• Peace March

     

    Au lendemain de l’épisode de violences survenu lors de la dernière étape de la célébration du Losar, les garçons et les hommes de la communauté bouddhiste se rassemblent pour une marche pour la Paix.

    Arborant des drapeaux noirs et chantant des mantras, le groupe arpentent les rues du village, suivi pas les forces de police restées sur place durant la nuit. Nous sommes invités à les rejoindre, ce que nous faisons volontiers encore sous le choc de la violence de l’agression de la veille.

     

    Nous sentons bien qu’il ne s’agit pas là d’un incident ponctuel et isolé mais d’une stratégie de destabilisation d’une population non violente pour la chasser peu à peu de ses terres. Au dela des convictions religieuses et des croyances propres à chaque être humain,  il s’agit de techniques  utilisées par des groupes politiques qui désirent contrôler un territoire.

    C’est pour cela que la situation est très délicate pour nos amis bouddhistes, désirant à tout prix rester dans la non violence mais se retrouvant dans l’obligation de réagir, de faire preuve de fermeté, d’obliger l’administration et l’appareil politique national à prendre note de la situation. Ne pas réagir serait autoriser d'autres dérapages, d'autres confrontations avec la perspective de voir à chaque fois se resteindre la marge de manoeuvre possible, réagir de façon inapropriée pourrait également aggraver la situation et être ressenti comme une incitation à poursuivre dans la confrontation du rapport de force. Il s'agit pour la communuaté bouddhiste de marquer de façon pacifique sa désapprobation à ce qu'il vient de se passer, de faire preuve de cohésion, de ne pas céder à la peur, de garder foi dans un rapport au monde basé sur l'harmonie et non sur la domination.



    Nous nous dirigeons vers le Gompa, le monastère de Phoker, où Tsering Murup, le labdak, va prendre la parole, cette fois-ci non dans sa fonction de maitre de cérémonie mais en tant que leader spirituel de la communauté.

    Les visages d’habitude souriants sont tristes et soucieux.
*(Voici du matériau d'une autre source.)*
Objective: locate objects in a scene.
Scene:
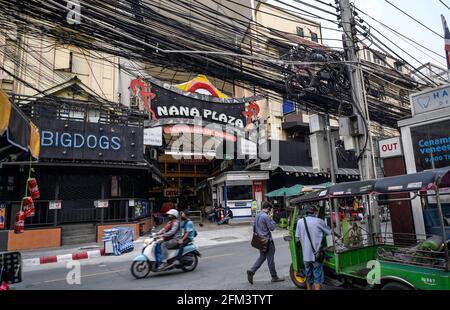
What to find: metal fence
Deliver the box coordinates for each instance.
[6,198,153,229]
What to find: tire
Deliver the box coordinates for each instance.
[289,264,306,289]
[381,282,412,291]
[181,253,198,272]
[131,261,152,279]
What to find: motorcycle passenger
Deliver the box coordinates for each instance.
[174,212,197,265]
[156,209,180,270]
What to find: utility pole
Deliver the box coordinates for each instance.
[336,0,381,237]
[339,0,374,180]
[325,114,337,184]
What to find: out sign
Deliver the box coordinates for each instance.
[378,137,403,158]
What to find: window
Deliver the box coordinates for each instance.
[394,61,403,72]
[366,50,372,61]
[373,54,384,66]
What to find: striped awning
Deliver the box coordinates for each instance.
[0,89,40,159]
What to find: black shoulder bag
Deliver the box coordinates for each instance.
[303,217,325,264]
[251,217,269,252]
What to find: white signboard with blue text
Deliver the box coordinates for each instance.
[410,85,450,115]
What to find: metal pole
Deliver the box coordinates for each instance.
[434,185,450,270]
[339,0,381,235]
[53,178,59,227]
[100,180,105,224]
[339,0,374,180]
[325,114,337,184]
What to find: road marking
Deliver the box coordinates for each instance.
[203,253,235,259]
[42,269,127,283]
[36,253,235,285]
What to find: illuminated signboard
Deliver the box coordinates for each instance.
[35,118,143,161]
[130,79,260,129]
[411,120,450,172]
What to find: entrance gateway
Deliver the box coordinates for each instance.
[130,76,269,218]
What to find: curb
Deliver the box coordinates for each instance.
[22,249,105,266]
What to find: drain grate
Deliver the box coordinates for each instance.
[211,237,239,242]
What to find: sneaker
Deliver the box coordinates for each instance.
[247,270,255,284]
[272,277,284,282]
[157,262,169,271]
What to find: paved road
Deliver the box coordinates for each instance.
[15,238,302,290]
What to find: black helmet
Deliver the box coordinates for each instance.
[304,205,317,214]
[261,201,273,210]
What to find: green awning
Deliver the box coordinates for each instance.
[285,184,304,197]
[266,187,287,198]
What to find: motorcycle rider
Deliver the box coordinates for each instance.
[156,209,180,271]
[174,212,196,265]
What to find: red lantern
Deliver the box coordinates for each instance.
[28,178,41,199]
[22,197,35,217]
[14,212,25,234]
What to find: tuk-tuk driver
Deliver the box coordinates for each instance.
[295,205,331,290]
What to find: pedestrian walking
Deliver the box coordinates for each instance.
[295,205,331,290]
[247,201,284,284]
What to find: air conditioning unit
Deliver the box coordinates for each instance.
[150,149,158,160]
[309,132,331,172]
[309,114,326,133]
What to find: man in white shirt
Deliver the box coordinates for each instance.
[295,206,331,290]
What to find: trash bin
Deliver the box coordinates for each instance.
[102,227,134,255]
[139,223,144,237]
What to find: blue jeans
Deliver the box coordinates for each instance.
[304,262,324,285]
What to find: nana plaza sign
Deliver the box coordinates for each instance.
[130,79,260,129]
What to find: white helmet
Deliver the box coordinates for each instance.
[166,209,178,218]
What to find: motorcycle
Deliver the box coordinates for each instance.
[131,234,201,279]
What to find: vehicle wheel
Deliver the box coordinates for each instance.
[181,253,198,272]
[289,264,306,288]
[381,282,411,291]
[131,261,151,279]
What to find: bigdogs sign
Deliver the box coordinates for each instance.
[35,118,143,162]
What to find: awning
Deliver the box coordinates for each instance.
[0,89,40,159]
[329,180,376,197]
[374,167,450,194]
[260,162,359,175]
[266,182,333,197]
[266,187,287,198]
[290,189,328,204]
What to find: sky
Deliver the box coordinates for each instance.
[269,0,450,67]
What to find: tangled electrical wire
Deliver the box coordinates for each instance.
[0,0,424,128]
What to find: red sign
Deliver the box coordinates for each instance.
[164,188,180,197]
[0,205,6,229]
[130,79,156,120]
[379,137,403,158]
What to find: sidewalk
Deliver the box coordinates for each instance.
[21,221,287,266]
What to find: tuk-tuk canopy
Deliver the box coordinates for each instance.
[291,167,450,204]
[374,167,450,194]
[290,188,329,204]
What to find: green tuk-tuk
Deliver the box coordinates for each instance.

La réunion débute à peine, que les hauts parleurs de la mosquée reprennent leur opération de propagande sonore, déjà pénible en temps normal, l’intensité va s’accroitre toute la journée, dans une diffusion quasi non stop de chants, imprécations, sermons débités à haut volume matérialisant la tension et l'inquiétude qui règnent depuis hier au soir.

    Toutefois malgré la gravité de la situation à aucun moment les membres de la communauté bouddhiste, y compris les jeunes n’auront recours à la violence ou à l’insulte. Ils multiplient les mantras et les prières et c’est dans cette circonstances très particulière que nous mesurons à que le point la pensée bouddhique est la trâme de fond de l’identité ladakhie.

     

     

    Tamchos, l’un des neveux de Samphel qui nous aide en tant que guide et interprète est un des exemples de cette philosophie de vie : éduqué, il fait partie de la jeunesse moderne de ce pays qui s’est forgée une conscience politique, mais ce jeune homme est également quelqu’un qui pratique la méditation, qui connaît les enseignements de Padma Shambhava, les bardos et l’histoire de son peuple. Tamchos qui nous accompagnait le soir des événements est bouleversé par ce qu’il s’est passé, il sait qu’il n’y a pas vraiement de marge de négociation avec les musulmans qui n’expriment aucun regret, ni aucune excuse quand à ce qu’il s’est passé, il témoignera devant les représentants de l’administration venus enquêter, mais nous sentons bien à quel point il vit cela comme autre forme de violence, que cette bataille juridique et administrative, face à une administration notoirement corrompue et majoritairement défavorable à leur communauté lui est pénible car cela n’est ni juste, ni harmonieux.

     

    Notre présence, ent ant qu’occidentaux accompagnés par Sharlene, citoyenne indienne éduquée, donne une visibilité aux revendications des villageois qui transmettent leurs doléances aux représentants de la police dépéchés par l’administration.

     

     

    Gilles prend la parole en public pour dire à quel point nous avons été choqués par l’agression perpétrée lors de la célébration pacifique d’un rituel pluri séculaire, connu de tous les membres de la communauté y compris des familles musulmanes établies là depuis plusieurs générations. Il insiste sur le fait que l’administration doit prendre note de la gravité de ce qu’il s’est passé car nous en sommes devenus les témoins et que nous n’hésiterons pas à diffuser ce que nous avons vu et filmé pour que soit préservé le droit de ces gens à pratiquer leur culture. Il fait aussi une remarque sur les heures de propagande sonore diffusée quotidiennement par les musulmans et dont le rythme et le volume s’est accentuée depuis les événements, dénotant une attitude de provocation et d’agression plutôt qu’une volonté de conciliation ou de médiation.

     

    Le responsable de la police en prend note avec force amabilité mais nous voyons bien qu’il est lui-même musulman, comme al plupart des gardes armés et des membres de la police qui sont supposés préserver l’ordre et la sécurité entre les deux communautés.

     

     

    Pendant que nous témoignons aux côtés des  représentants de la communauté bouddhiste, Samphel depuis New Delhi met en place une conférence de presse pour que les média nationaux rendent compte de l’histoire, nous devons lui faire parvenir les éléments que nous avons filmés et enregistrés qui sont les traces de cette histoire.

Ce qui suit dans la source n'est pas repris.